United Kingdom Founders' Agreement Or Shareholders' Agreement Decision Tree
Is there a UK company limited by shares?
Why Is The Right UK Founders' Agreement Important?
Choosing between a founders' agreement, a shareholders' agreement and updated articles of association matters because each document does a different job under UK company practice.
What Can Go Wrong If Founders Use The Wrong Document?
- Ownership disputes: unclear share, IP or contribution terms can cause arguments when the business gains value.
- Leaver problems: without vesting or leaver rules, a founder may keep a large shareholding after leaving early.
- Investor issues: investors may expect proper shareholder protections before funding a UK company.
- Public versus private terms: articles are filed at Companies House, while a shareholders' agreement is usually private.
- Decision deadlock: equal founders can become stuck unless the agreement includes a workable deadlock process.
When Should UK Founders Use A Shareholders' Agreement?
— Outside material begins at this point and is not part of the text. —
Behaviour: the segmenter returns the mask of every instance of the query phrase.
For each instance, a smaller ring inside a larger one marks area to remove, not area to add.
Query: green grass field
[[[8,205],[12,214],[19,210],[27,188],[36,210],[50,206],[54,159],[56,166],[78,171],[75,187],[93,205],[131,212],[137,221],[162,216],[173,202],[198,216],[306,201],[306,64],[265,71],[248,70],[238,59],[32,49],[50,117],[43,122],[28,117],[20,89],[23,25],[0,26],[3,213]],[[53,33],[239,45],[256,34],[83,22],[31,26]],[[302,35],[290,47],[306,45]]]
UK founders should usually consider a shareholders' agreement once two or more people hold shares in a private company limited by shares. It can sit alongside the company's articles and deal with private commercial matters such as share transfers, reserved matters, confidentiality, restrictive covenants and exit rights.
When Is A Founders' Agreement Better?
A founders' agreement is often better before incorporation or before the share structure is settled. It can record the founders' intentions, protect confidential information, assign or license intellectual property, and set expectations before a formal UK company structure is in place.
Where Can Founders Check Official UK Information?
Founders can review official guidance from GOV.UK on setting up a limited company, Companies House model articles and the UK Intellectual Property Office. These resources help founders understand the company, share and IP context before preparing documents.